The randomization procedures implemented here were first developed by ter Brack [1,2]. In a simulation study, Peres-Neto and colleagues concluded that these methods were among the best [3]. Our own simulations on larger data matrices find that rnd-Lambda performs well (comparably to Auer-Gervini, though slower), but that rnd-F works poorly.

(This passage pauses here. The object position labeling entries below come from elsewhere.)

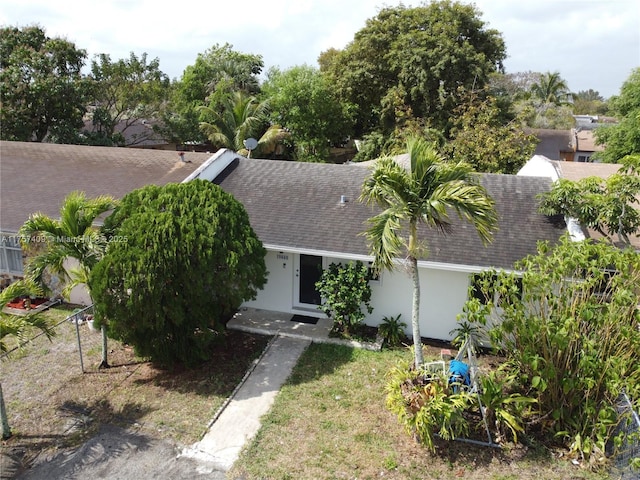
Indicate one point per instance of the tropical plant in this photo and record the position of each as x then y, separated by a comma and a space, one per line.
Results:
576, 351
345, 289
423, 194
392, 330
505, 410
17, 328
551, 88
73, 236
622, 138
189, 261
425, 405
241, 117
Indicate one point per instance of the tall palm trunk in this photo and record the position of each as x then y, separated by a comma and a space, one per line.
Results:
415, 311
6, 430
415, 276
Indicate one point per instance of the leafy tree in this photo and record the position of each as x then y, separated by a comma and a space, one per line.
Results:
241, 117
186, 259
481, 139
623, 138
552, 88
589, 102
420, 55
303, 102
14, 327
425, 194
219, 68
576, 350
124, 92
73, 236
607, 206
345, 290
42, 92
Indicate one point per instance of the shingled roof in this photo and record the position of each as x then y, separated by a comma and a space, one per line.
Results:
36, 177
296, 205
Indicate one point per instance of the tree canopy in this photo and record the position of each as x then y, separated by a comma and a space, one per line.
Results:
623, 138
415, 58
125, 92
42, 91
181, 260
302, 101
424, 194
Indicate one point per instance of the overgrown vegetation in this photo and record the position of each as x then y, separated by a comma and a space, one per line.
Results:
345, 291
181, 260
570, 329
330, 421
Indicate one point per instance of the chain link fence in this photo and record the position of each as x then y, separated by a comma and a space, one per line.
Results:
630, 448
91, 340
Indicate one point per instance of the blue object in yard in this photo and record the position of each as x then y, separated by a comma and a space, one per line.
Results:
459, 372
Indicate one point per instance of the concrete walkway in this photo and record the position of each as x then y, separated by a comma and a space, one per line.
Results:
240, 419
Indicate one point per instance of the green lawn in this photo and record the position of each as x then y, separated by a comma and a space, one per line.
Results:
330, 421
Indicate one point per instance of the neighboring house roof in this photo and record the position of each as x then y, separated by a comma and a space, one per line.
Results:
137, 133
35, 177
296, 205
585, 142
552, 143
293, 206
575, 171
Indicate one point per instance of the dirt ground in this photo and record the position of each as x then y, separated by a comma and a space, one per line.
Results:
67, 424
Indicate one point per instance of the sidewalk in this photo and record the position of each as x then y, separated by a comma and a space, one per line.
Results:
240, 420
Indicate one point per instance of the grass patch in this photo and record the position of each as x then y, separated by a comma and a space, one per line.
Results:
330, 421
51, 404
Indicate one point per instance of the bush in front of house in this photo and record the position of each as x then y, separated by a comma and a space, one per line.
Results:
180, 260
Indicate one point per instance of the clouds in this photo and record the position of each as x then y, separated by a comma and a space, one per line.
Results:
592, 43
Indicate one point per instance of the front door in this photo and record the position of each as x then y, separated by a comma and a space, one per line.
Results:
308, 271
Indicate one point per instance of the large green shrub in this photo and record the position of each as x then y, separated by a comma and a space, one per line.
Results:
570, 329
181, 260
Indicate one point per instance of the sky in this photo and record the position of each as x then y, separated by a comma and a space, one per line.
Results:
593, 44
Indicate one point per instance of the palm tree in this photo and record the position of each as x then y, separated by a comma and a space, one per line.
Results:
17, 327
73, 236
424, 194
551, 88
241, 116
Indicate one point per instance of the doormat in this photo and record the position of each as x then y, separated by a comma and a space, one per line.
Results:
304, 319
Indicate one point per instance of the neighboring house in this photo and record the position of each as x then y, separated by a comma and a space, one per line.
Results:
306, 214
36, 177
554, 144
541, 166
575, 145
584, 145
137, 133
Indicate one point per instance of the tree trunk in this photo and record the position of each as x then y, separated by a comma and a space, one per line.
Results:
104, 363
415, 312
6, 430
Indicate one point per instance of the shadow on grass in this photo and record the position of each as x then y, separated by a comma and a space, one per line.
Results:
320, 359
219, 375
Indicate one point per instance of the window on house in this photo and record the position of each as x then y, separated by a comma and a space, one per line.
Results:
373, 275
10, 254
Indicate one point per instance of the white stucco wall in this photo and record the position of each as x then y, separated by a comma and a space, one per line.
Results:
443, 294
277, 294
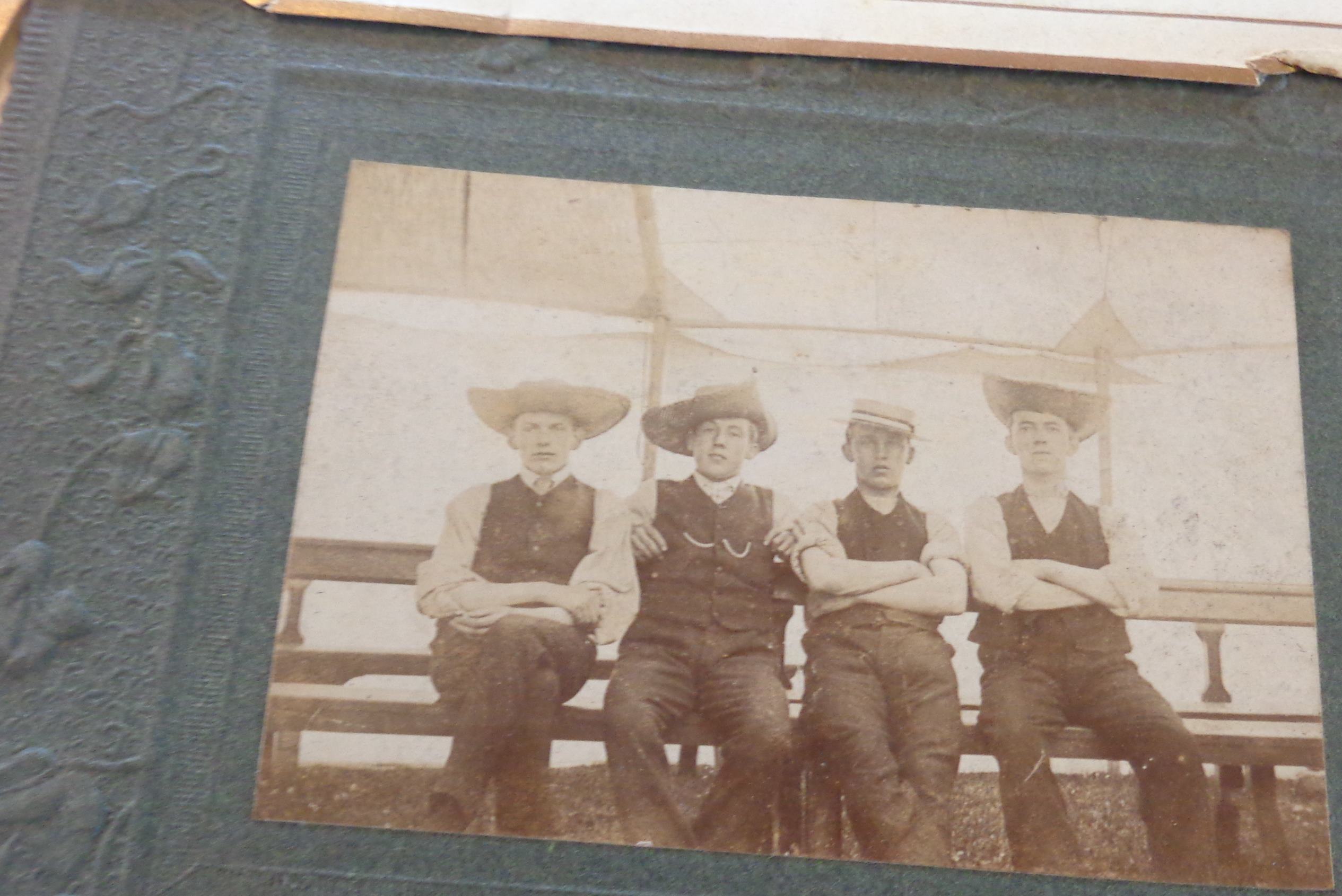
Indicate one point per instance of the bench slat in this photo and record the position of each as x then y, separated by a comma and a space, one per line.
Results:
1180, 600
578, 723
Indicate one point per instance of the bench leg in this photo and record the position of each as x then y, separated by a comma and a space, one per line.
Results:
689, 762
788, 812
822, 813
1267, 817
1231, 780
284, 753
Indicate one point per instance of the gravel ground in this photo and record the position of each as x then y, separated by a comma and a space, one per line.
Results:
1103, 809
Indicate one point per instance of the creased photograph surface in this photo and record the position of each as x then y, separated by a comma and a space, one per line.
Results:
804, 526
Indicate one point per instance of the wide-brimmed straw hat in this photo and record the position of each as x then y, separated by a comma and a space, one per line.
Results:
669, 426
1080, 409
881, 414
592, 411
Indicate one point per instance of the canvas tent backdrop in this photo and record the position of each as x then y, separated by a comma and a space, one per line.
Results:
447, 279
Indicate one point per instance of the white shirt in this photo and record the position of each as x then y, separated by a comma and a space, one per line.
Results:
556, 478
996, 584
717, 491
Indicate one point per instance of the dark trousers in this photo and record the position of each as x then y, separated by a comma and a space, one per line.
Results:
504, 690
882, 715
733, 680
1029, 697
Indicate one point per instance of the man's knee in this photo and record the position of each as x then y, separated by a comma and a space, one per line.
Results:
764, 741
843, 734
629, 714
512, 631
1012, 737
1171, 748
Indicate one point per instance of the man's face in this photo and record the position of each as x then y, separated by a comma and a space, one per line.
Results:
1042, 442
878, 454
544, 441
721, 447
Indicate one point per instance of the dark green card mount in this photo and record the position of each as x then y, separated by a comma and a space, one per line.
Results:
171, 183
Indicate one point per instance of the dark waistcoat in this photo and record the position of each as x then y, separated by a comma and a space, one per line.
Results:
1078, 541
717, 568
870, 535
533, 538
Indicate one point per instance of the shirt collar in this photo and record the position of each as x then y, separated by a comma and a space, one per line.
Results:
887, 506
717, 491
529, 478
1044, 493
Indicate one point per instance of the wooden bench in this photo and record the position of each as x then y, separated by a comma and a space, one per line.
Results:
310, 692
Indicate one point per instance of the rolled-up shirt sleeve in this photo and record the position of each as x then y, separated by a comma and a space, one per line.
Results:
1128, 570
988, 555
943, 541
450, 565
609, 568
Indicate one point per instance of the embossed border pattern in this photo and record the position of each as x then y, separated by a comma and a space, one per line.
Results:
171, 180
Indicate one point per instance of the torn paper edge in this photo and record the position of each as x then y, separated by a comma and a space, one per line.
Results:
1323, 61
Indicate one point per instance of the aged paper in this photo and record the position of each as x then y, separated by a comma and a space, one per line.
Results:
1231, 42
822, 528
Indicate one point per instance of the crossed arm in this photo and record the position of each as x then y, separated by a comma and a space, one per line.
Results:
1122, 586
447, 588
936, 588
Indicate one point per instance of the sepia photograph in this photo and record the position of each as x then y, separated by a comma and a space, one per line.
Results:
804, 526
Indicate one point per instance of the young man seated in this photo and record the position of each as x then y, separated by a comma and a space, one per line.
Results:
1054, 578
709, 634
530, 573
882, 705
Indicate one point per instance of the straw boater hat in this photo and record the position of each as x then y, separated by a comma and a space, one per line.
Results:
592, 411
878, 414
667, 427
1080, 409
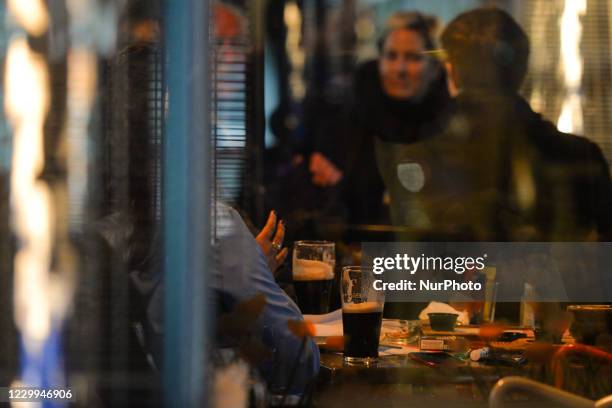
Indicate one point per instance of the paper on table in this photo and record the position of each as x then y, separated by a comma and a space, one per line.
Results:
439, 307
329, 324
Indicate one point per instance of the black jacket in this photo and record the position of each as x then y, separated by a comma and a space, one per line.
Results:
497, 172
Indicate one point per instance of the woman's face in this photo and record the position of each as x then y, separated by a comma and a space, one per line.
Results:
404, 70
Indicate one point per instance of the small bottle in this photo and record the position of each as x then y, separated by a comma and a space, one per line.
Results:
527, 314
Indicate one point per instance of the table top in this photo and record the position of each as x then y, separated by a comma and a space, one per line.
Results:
401, 369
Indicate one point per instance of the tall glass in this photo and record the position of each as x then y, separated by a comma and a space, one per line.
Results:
313, 275
362, 308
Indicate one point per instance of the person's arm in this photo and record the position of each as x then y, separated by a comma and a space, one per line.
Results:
240, 256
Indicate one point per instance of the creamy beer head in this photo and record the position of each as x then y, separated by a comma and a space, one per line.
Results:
309, 270
365, 307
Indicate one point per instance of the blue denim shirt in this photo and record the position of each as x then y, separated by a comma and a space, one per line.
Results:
242, 272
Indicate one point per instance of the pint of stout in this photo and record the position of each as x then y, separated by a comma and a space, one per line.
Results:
313, 275
362, 308
361, 323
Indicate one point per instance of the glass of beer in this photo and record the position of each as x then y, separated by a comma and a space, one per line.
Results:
313, 275
362, 308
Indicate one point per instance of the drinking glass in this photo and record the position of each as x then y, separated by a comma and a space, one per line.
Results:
362, 308
313, 275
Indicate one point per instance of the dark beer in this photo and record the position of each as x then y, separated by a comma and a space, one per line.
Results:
313, 295
313, 282
361, 323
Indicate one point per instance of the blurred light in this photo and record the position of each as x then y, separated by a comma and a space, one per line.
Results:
82, 78
27, 102
570, 119
297, 57
31, 15
524, 183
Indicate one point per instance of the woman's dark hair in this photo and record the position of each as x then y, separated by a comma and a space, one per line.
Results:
422, 24
487, 48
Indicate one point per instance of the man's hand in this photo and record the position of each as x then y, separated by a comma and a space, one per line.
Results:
324, 172
270, 240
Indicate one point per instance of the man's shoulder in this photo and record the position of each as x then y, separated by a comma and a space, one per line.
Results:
565, 146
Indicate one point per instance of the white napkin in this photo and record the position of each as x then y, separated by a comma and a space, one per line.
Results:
439, 307
329, 324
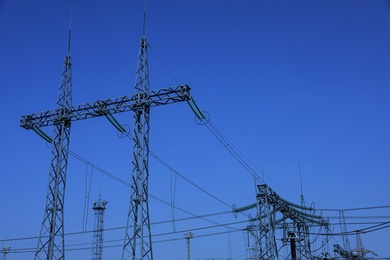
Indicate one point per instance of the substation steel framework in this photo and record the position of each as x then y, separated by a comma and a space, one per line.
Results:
268, 204
97, 248
51, 243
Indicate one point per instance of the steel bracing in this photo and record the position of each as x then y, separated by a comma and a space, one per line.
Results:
97, 248
139, 239
51, 241
296, 232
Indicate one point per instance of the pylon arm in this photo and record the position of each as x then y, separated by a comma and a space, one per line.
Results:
107, 107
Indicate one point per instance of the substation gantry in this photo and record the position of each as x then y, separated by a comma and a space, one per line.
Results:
137, 242
274, 213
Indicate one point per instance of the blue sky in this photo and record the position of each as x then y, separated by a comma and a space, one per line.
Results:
288, 83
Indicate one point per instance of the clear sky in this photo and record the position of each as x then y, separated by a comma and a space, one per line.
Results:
288, 83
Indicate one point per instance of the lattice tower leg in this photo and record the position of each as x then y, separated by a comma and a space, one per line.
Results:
140, 239
51, 245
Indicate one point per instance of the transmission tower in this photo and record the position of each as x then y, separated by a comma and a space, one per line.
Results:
5, 251
360, 252
97, 249
188, 236
51, 241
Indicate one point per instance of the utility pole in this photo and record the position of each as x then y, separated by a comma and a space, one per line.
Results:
97, 249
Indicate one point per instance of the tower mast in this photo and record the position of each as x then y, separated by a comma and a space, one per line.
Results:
97, 250
140, 238
51, 243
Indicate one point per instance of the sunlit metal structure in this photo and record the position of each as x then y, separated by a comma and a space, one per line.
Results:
97, 248
51, 244
276, 215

The test procedure is: (1) randomize the values with all the attribute columns of the data matrix; (2) perform PCA on the scrambled data matrix; and (3) compute the test statistics. All three steps are repeated a total of (B - 1) times, where B is large enough to guarantee accuracy when estimating p-values; in practice, B is usually set to 1000. In each randomization, two test statistics are computed: (1) the eigenvalue λk\lambda_k for the k-th principal component; and (2) a pseudo F-ratio computed as λk/i=k+1nλi\lambda_k / \sum_{i=k+1}^n \lambda_i. Finally, the p-value for each k and each statistic of interest is estimated to be the proportion of the test statistics in all data sets that are greater than or equal to the one in the observed data matrix.

Value

A named vector of length two, containing the predicted number of principal components based on the rnd-Lambda and rnd-F statistics.

Author(s)

Kevin R. Coombes <[email protected]>, Min Wang <[email protected]>.

References

[1] ter Braak CFJ. CANOCO – a Fortran program for canonical community ordination by [partial] [detrended] [canonical] correspondence analysis, principal component analysis and redundancy analysis (version 2.1). Agricultural Mathematics Group, Report LWA-88- 02, Wageningen, 1988.

[2] ter Braak CFJ. Update notes: CANOCO (version 3.1). Agricultural Mathematics Group, Wageningen, 1990.

[3] Peres-Neto PR, Jackson DA and Somers KM. How many principal components? Stopping rules for determining the number of non-trivial axes revisited. Computational Statistics and Data Analysis 2005; 49: 974–997.

See Also

AuerGervini-class

Examples

dataset <- matrix(rnorm(200*15, 6), ncol=15)
rndLambdaF(dataset)

Sample PCA Dataset

Description

This data set contains an object of the class SamplePCA. This object results from performing a principal components analysis on a simulated data set.

Usage

data(spca)

Format

A SamplePCA object based on a simulated data matrix with 204 rows and 14 columns, with true "principal component dimension" equal to one. That is, there should be one significant principal component.

Source

Simulations are described in detail in the Thresher package, which depends on the PCDimension package.

See Also

The ClassDiscovery package contains the SamplePCA class and functions.